Redazione Xion IT GroupEUDI WalletGDPRidentità digitalecompliance

Dal 24 dicembre 2026 ogni Stato membro dell’Unione europea dovrà mettere a disposizione dei cittadini almeno un EUDI Wallet, il portafoglio europeo di identità digitale. Per le aziende non è solo una novità “da pubblica amministrazione”: significa nuovi modi di identificare clienti, utenti e collaboratori, ma anche nuove responsabilità su privacy, conservazione dei dati e sicurezza dei processi.

La promessa è forte: condividere solo le informazioni strettamente necessarie, in modo più semplice e interoperabile in tutta Europa. Il punto critico è che, dietro questa semplificazione, restano aperte domande molto concrete su chi tratta i dati, quali informazioni vengono registrate, per quanto tempo e con quali basi giuridiche.

Che cos’è l’EUDI Wallet e perché cambia il quadro

L’EUDI Wallet nasce nel perimetro di eIDAS 2.0 e punta a offrire ai cittadini europei uno strumento unico per conservare e presentare attributi di identità verificati. Non solo nome e data di nascita, ma anche informazioni come patente, titoli di studio, codice fiscale o altri attributi rilasciati da soggetti abilitati.

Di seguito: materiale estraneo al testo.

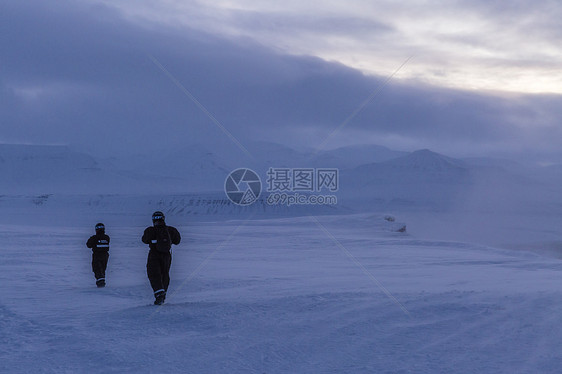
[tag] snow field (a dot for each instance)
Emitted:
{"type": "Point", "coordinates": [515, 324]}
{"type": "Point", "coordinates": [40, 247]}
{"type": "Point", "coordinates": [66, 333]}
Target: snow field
{"type": "Point", "coordinates": [278, 296]}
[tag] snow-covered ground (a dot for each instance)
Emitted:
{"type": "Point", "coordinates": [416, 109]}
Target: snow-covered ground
{"type": "Point", "coordinates": [331, 294]}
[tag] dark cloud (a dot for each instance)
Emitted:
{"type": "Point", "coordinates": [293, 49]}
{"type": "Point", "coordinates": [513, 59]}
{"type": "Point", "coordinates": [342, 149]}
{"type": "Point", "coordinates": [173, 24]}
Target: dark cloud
{"type": "Point", "coordinates": [81, 74]}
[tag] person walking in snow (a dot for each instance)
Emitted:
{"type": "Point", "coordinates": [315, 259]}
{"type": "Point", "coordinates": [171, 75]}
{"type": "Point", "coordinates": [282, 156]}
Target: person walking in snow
{"type": "Point", "coordinates": [99, 244]}
{"type": "Point", "coordinates": [160, 238]}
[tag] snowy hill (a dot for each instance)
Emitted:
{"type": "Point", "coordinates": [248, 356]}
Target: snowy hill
{"type": "Point", "coordinates": [420, 179]}
{"type": "Point", "coordinates": [353, 156]}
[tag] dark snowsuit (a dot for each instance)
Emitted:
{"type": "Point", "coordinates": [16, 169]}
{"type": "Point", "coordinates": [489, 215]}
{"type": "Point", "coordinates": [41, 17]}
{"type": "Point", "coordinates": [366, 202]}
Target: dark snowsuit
{"type": "Point", "coordinates": [100, 254]}
{"type": "Point", "coordinates": [160, 239]}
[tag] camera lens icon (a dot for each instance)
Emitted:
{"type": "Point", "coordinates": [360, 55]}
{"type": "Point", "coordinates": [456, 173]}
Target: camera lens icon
{"type": "Point", "coordinates": [243, 186]}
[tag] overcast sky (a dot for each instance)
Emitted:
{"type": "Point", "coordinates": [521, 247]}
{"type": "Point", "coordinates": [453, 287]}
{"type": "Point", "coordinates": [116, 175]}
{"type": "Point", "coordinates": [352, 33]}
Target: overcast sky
{"type": "Point", "coordinates": [464, 78]}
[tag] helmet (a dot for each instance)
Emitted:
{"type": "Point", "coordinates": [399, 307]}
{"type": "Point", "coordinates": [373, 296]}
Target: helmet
{"type": "Point", "coordinates": [158, 216]}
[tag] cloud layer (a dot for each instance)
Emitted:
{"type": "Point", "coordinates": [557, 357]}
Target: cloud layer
{"type": "Point", "coordinates": [82, 74]}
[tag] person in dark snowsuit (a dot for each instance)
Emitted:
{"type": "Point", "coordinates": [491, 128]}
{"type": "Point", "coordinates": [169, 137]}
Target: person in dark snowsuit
{"type": "Point", "coordinates": [99, 244]}
{"type": "Point", "coordinates": [160, 238]}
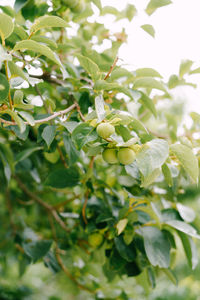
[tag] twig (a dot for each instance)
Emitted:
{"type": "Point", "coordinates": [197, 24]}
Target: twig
{"type": "Point", "coordinates": [111, 68]}
{"type": "Point", "coordinates": [48, 207]}
{"type": "Point", "coordinates": [47, 119]}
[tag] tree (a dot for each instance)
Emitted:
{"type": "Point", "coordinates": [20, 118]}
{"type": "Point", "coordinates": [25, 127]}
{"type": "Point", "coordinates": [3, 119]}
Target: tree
{"type": "Point", "coordinates": [91, 189]}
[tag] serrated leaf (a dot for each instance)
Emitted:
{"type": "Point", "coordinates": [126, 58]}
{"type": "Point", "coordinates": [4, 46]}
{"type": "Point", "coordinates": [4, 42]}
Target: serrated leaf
{"type": "Point", "coordinates": [91, 68]}
{"type": "Point", "coordinates": [157, 246]}
{"type": "Point", "coordinates": [190, 250]}
{"type": "Point", "coordinates": [154, 4]}
{"type": "Point", "coordinates": [63, 178]}
{"type": "Point", "coordinates": [187, 159]}
{"type": "Point", "coordinates": [16, 71]}
{"type": "Point", "coordinates": [152, 156]}
{"type": "Point", "coordinates": [48, 134]}
{"type": "Point", "coordinates": [6, 26]}
{"type": "Point", "coordinates": [84, 134]}
{"type": "Point", "coordinates": [183, 227]}
{"type": "Point", "coordinates": [149, 29]}
{"type": "Point", "coordinates": [99, 107]}
{"type": "Point", "coordinates": [121, 225]}
{"type": "Point", "coordinates": [146, 101]}
{"type": "Point", "coordinates": [149, 83]}
{"type": "Point", "coordinates": [28, 117]}
{"type": "Point", "coordinates": [185, 67]}
{"type": "Point", "coordinates": [38, 48]}
{"type": "Point", "coordinates": [4, 87]}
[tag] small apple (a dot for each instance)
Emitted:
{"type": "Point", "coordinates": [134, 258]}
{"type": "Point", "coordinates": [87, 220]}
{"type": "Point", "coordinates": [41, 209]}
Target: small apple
{"type": "Point", "coordinates": [110, 156]}
{"type": "Point", "coordinates": [105, 130]}
{"type": "Point", "coordinates": [126, 156]}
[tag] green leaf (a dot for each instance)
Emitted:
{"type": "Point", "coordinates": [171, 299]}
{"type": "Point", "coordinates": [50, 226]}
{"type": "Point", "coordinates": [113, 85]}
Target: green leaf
{"type": "Point", "coordinates": [149, 83]}
{"type": "Point", "coordinates": [157, 246]}
{"type": "Point", "coordinates": [63, 178]}
{"type": "Point", "coordinates": [183, 227]}
{"type": "Point", "coordinates": [187, 159]}
{"type": "Point", "coordinates": [152, 156]}
{"type": "Point", "coordinates": [37, 249]}
{"type": "Point", "coordinates": [48, 21]}
{"type": "Point", "coordinates": [27, 117]}
{"type": "Point", "coordinates": [128, 252]}
{"type": "Point", "coordinates": [48, 134]}
{"type": "Point", "coordinates": [84, 134]}
{"type": "Point", "coordinates": [185, 67]}
{"type": "Point", "coordinates": [190, 250]}
{"type": "Point", "coordinates": [6, 26]}
{"type": "Point", "coordinates": [149, 29]}
{"type": "Point", "coordinates": [38, 48]}
{"type": "Point", "coordinates": [147, 72]}
{"type": "Point", "coordinates": [19, 4]}
{"type": "Point", "coordinates": [167, 174]}
{"type": "Point", "coordinates": [99, 107]}
{"type": "Point", "coordinates": [186, 213]}
{"type": "Point", "coordinates": [26, 153]}
{"type": "Point", "coordinates": [4, 87]}
{"type": "Point", "coordinates": [72, 152]}
{"type": "Point", "coordinates": [154, 4]}
{"type": "Point", "coordinates": [91, 68]}
{"type": "Point", "coordinates": [146, 101]}
{"type": "Point", "coordinates": [16, 71]}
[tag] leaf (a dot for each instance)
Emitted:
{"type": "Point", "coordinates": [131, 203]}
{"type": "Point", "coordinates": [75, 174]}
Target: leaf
{"type": "Point", "coordinates": [48, 134]}
{"type": "Point", "coordinates": [186, 213]}
{"type": "Point", "coordinates": [99, 107]}
{"type": "Point", "coordinates": [147, 72]}
{"type": "Point", "coordinates": [121, 225]}
{"type": "Point", "coordinates": [19, 4]}
{"type": "Point", "coordinates": [72, 152]}
{"type": "Point", "coordinates": [157, 246]}
{"type": "Point", "coordinates": [149, 29]}
{"type": "Point", "coordinates": [190, 250]}
{"type": "Point", "coordinates": [4, 87]}
{"type": "Point", "coordinates": [48, 21]}
{"type": "Point", "coordinates": [16, 71]}
{"type": "Point", "coordinates": [146, 101]}
{"type": "Point", "coordinates": [167, 174]}
{"type": "Point", "coordinates": [154, 4]}
{"type": "Point", "coordinates": [6, 26]}
{"type": "Point", "coordinates": [91, 68]}
{"type": "Point", "coordinates": [185, 67]}
{"type": "Point", "coordinates": [152, 156]}
{"type": "Point", "coordinates": [187, 159]}
{"type": "Point", "coordinates": [28, 117]}
{"type": "Point", "coordinates": [150, 83]}
{"type": "Point", "coordinates": [128, 252]}
{"type": "Point", "coordinates": [183, 227]}
{"type": "Point", "coordinates": [83, 134]}
{"type": "Point", "coordinates": [63, 178]}
{"type": "Point", "coordinates": [37, 249]}
{"type": "Point", "coordinates": [38, 48]}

Il cambiamento più rilevante rispetto al panorama attuale è triplice:

In pratica, un servizio potrebbe aver bisogno di sapere solo se una persona è maggiorenne, senza ricevere l’intera data di nascita. Questo approccio è coerente con il principio di minimizzazione del GDPR e, se ben implementato, può ridurre la circolazione di dati personali superflui.

Per le imprese, però, il wallet non è una semplice “carta d’identità sul telefono”. È un nuovo ecosistema di fiducia digitale in cui entrano in gioco più soggetti, ciascuno con ruoli e responsabilità differenti.

Come funziona l’ecosistema: provider, attestatori e relying party

Per capire dove nascono i rischi, occorre guardare all’architettura del sistema.

Il primo attore è il wallet provider, cioè il soggetto che mette a disposizione l’applicazione del portafoglio digitale. Può essere un ente pubblico o un soggetto privato certificato. È il soggetto che gestisce l’identità iniziale del titolare e la continuità operativa del servizio.

Il secondo attore è l’attestatore di attributi, cioè chi emette una credenziale verificabile. Può essere, a seconda del caso, un’amministrazione, un’università, una banca o un altro soggetto autorizzato a certificare un’informazione.

Il terzo attore è la relying party, il soggetto pubblico o privato che riceve e verifica gli attributi presentati dall’utente. Qui entrano direttamente in gioco le aziende: un e-commerce, un datore di lavoro, una struttura ricettiva, un noleggiatore, un fornitore di servizi online.

È proprio la relying party il punto in cui molte PMI si troveranno coinvolte. Se un’azienda userà il wallet per identificare clienti o acquisire una prova di un requisito, dovrà sapere con precisione quali dati riceve, per quale finalità, dove li conserva e per quanto tempo.

Il nodo centrale: chi è titolare del trattamento?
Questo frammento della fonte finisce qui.